Apparently she had always wanted me to see the life she'd had before Cuba went to hell in a handbasket. There was her beloved father in 1950, his pants belted up high as was the fashion, an urbane gentleman. Then behind him, cantering through cane-high grass, came little Aleida bareback on a pony.
The image flickered and next a silver double-prop DC3 landed on their lawn and children padded in the limpid Caribbean. All the time, Aleida never took her eyes off me. She was so very happy to have me observing her sunnily bourgeois upbringing, surprising as her teen years were given to Marxist rebellion. While I watched, she slipped off for the last time into blessed unconsciousness.

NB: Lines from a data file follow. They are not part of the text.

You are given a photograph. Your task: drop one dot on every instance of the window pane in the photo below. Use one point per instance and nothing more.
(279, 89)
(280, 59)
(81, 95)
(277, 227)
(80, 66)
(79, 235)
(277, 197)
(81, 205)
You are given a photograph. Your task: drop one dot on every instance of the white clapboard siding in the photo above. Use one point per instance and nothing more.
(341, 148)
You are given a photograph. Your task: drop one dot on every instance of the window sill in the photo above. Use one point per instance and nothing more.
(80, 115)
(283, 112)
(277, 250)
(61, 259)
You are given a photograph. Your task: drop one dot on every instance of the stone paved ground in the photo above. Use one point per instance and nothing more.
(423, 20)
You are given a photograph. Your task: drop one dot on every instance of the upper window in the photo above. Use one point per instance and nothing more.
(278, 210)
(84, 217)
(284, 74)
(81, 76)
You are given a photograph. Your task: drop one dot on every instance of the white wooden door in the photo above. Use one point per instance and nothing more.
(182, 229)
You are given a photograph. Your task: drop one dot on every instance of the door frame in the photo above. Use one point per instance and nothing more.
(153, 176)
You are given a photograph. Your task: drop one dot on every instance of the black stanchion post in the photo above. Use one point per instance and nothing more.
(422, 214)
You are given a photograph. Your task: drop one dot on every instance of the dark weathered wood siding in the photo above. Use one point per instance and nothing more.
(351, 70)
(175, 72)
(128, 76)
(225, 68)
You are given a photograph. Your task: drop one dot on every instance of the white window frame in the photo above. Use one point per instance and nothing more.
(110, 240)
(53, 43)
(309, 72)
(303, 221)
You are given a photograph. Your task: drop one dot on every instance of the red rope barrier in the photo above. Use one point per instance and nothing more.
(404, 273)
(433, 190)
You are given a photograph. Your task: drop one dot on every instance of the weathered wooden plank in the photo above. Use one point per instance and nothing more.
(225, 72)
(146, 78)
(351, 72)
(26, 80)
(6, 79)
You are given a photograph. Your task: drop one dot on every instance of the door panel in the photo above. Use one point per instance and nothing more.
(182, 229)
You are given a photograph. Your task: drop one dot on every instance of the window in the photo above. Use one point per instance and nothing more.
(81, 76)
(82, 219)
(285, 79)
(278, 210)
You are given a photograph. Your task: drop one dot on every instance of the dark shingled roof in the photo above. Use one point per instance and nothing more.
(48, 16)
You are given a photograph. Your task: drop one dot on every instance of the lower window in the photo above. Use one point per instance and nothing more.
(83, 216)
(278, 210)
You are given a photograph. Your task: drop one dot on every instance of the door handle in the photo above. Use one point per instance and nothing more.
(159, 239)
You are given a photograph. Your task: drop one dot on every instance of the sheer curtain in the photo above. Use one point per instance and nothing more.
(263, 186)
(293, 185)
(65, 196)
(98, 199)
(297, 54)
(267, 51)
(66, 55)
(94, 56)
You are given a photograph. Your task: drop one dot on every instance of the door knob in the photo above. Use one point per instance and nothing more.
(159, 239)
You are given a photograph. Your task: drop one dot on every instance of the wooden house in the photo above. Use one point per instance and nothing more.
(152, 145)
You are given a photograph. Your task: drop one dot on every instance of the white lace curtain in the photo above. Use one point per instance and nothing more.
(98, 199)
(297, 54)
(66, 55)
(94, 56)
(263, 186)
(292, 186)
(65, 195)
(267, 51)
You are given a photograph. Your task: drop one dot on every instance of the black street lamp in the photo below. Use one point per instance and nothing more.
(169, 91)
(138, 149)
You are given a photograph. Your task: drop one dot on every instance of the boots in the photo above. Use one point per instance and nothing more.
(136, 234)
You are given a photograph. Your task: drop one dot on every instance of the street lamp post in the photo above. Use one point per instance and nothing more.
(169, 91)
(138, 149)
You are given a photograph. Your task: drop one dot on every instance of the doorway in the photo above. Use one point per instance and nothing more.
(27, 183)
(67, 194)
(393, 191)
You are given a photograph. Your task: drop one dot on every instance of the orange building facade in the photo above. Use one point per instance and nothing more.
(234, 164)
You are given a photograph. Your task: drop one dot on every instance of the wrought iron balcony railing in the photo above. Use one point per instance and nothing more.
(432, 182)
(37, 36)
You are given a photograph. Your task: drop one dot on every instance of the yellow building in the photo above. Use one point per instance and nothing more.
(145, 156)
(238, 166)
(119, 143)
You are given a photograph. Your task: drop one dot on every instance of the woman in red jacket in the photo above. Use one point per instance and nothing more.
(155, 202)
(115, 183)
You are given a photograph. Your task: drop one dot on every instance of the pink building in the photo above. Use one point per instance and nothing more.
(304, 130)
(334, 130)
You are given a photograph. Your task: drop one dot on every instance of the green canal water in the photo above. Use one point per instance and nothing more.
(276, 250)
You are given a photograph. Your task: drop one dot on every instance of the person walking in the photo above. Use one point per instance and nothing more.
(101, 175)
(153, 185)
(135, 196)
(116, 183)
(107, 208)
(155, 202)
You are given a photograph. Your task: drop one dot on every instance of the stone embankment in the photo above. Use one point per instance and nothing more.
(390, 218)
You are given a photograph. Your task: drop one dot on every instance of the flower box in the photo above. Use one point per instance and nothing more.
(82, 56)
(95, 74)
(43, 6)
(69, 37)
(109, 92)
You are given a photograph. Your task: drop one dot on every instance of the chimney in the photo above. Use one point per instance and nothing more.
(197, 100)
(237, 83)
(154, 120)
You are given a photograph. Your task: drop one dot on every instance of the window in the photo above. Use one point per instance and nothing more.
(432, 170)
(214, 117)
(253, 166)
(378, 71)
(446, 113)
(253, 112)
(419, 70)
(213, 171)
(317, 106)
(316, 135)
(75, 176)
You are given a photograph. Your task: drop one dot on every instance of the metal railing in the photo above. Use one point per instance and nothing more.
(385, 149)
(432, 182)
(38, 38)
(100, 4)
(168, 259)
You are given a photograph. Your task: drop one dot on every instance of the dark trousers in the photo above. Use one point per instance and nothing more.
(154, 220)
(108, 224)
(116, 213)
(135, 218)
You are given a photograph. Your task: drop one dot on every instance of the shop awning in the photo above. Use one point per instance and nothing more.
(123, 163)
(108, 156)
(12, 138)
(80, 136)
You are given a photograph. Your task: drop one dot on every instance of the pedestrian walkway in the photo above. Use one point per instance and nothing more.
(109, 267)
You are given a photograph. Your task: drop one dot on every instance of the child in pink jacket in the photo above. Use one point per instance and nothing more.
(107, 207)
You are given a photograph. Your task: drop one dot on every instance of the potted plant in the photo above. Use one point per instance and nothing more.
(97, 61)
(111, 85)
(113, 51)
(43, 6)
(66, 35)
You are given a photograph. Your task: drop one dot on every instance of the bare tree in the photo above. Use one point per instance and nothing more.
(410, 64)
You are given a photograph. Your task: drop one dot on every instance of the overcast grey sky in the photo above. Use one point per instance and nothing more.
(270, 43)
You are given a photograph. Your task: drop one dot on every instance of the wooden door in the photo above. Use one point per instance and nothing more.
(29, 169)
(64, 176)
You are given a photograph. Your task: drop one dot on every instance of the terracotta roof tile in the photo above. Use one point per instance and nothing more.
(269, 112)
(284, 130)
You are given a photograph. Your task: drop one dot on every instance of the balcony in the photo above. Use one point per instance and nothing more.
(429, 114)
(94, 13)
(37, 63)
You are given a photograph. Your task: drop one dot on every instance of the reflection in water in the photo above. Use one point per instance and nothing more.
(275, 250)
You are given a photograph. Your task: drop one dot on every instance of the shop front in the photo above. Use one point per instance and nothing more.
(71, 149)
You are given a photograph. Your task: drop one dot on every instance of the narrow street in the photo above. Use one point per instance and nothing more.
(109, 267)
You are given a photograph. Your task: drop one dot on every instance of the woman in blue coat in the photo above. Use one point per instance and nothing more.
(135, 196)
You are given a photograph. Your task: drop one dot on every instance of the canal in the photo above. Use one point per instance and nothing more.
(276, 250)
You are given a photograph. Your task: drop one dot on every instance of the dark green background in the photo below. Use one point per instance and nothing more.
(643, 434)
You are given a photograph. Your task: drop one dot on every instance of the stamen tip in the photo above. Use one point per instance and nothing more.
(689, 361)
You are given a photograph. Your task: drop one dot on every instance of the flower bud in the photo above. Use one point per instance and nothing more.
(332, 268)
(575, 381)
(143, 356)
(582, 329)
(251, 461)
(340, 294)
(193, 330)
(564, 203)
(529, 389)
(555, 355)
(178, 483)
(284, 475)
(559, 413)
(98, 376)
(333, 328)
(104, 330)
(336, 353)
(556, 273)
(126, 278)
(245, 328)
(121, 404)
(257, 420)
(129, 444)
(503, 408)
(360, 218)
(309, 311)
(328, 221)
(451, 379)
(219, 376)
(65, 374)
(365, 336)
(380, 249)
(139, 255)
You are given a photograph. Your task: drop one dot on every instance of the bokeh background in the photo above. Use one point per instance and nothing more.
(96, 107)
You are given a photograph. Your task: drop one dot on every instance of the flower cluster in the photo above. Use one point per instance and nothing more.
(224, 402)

I was there two days later when she died with Grace beside her and surrounded by her Xenite friends. They lovingly laid her tiny body out in the spare bedroom, put a Hawaiian shirt on her and, incongruously, a baseball cap.
Her purpled lips were drawn back like a hapuka. My 4-year-old son was with me that day and asked with evident surprise, "He-e-y, who's the dead guy?" It was like someone had left him a present.
I am good with dying people. In fact, I prefer 'em. But really and truly, I don't think I can be at the deaths of any more fans. Unless they're planning something spectacular. Dying peacefully in a La-Z-Boy recliner was a bit of an anticlimax for a mad bomber. Apart from the obvious, she could have chosen death by cocktail or floated into space in a weather balloon, but that would just be showing off. Instead she opted for dying painlessly at home in the arms of her lover and surrounded by friends.
At the funeral, we lined up to pay our respects. We exalted in her life, sang songs and shared photos and it struck me that the tables had turned. I was a fan of hers.